No ano de 2023, o Telescópio Espacial James Webb já havia identificado uma galáxia capaz de ionizar o gás ao redor dela. Contudo, o Hubble foi além e detectou diretamente a luz ultravioleta emitida pela MXDFz4.4.
“Era considerado impossível observar uma galáxia desse tipo”, comentou Ilias Goovaerts, do Space Telescope Science Institute (STScI), em Baltimore, responsável pelo estudo.
“Pesquisadores pensavam que a ‘névoa’ de hidrogênio neutro presente no universo primitivo era densa demais para permitir que víssemos sua luz ionizante. O Hubble não só conseguiu registrar essa luz como também revelou detalhes surpreendentes sobre as características da galáxia.”
Uma pequena galáxia com um papel gigante
A MXDFz4.4 foi primeiramente identificada pelo instrumento MUSE no Very Large Telescope (VLT) do Observatório Europeu do Sul, localizado no Chile. Seu desvio para o vermelho (redshift) de 4,4 sugere que ela existia há cerca de 12,37 bilhões de anos.
Um dado impressionante é que essa galáxia é cerca de 100 vezes menor que a Via Láctea, mas forma estrelas a uma taxa dez vezes superior.
Esse fato despertou grande interesse entre os cientistas. Muitas dessas estrelas estão agrupadas em um aglomerado compacto e extremamente brilhante, considerado uma verdadeira fábrica de radiação ultravioleta.
O aglomerado abriga diversas estrelas jovens e quentes em um espaço limitado, sendo mais eficazes em romper o gás opaco.
Ilias Goovaerts, do Space Telescope Science Institute (STScI), em declaração.
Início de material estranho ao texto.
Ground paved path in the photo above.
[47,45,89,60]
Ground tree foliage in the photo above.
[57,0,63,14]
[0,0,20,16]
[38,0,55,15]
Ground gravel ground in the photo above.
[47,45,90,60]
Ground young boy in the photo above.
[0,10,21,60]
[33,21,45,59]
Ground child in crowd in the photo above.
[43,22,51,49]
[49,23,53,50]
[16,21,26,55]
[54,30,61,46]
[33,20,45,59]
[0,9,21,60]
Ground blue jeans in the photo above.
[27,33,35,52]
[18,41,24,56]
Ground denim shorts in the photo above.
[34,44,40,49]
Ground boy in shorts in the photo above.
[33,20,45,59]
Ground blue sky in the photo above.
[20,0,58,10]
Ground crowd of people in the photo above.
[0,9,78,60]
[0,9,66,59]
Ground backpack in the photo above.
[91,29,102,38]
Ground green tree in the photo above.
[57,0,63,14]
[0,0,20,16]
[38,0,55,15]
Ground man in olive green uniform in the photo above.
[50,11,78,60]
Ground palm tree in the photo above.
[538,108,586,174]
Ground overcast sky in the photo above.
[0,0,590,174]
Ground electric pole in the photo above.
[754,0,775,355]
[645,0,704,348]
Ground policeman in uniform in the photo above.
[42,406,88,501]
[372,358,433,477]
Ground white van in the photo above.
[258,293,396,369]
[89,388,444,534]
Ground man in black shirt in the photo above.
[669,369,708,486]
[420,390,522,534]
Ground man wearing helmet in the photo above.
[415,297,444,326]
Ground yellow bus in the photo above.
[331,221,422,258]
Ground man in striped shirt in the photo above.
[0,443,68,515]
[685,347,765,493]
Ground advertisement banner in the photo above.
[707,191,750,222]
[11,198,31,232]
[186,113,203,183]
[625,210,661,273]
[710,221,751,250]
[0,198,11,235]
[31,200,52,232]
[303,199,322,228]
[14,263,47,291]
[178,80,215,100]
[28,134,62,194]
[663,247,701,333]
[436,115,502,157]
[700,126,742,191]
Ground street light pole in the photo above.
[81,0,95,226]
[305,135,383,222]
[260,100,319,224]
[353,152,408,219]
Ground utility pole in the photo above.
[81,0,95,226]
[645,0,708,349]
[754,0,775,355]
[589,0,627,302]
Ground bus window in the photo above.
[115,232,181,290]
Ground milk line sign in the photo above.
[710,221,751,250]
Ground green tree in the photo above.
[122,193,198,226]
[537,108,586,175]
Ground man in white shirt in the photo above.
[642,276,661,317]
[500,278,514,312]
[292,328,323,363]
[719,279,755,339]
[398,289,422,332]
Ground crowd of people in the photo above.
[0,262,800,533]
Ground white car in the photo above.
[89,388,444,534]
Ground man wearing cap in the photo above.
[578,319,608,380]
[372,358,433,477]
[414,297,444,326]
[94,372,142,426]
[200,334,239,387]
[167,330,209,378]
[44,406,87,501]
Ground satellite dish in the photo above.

Como a “névoa” do universo desapareceu
A comparação dos dados obtidos pelo Hubble com os do James Webb trouxe à tona outra descoberta relevante. Os cientistas chegaram à conclusão de que as estrelas desse sistema surgiram em surtos sucessivos; cada nova geração produzia mais radiação ionizante, facilitando a saída da luz.
“Embora tenhamos encontrado várias galáxias nesse estágio da história cósmica, não conseguimos detectar fótons ionizantes delas até agora. Isso torna a MXDFz4.4 única”, afirmou Marc Rafelski, vice-chefe da missão Hubble no STScI.
Para Rafelski, identificar outras galáxias semelhantes pode oferecer uma compreensão mais profunda sobre como o universo alcançou sua transparência ao final da Era da Reionização.
Muitas questões permanecem sem resposta sobre esse período primordial. Entretanto, as descobertas recentes demonstram que o Hubble continua revelando fenômenos considerados inatingíveis pelos astrônomos mesmo após décadas de operação.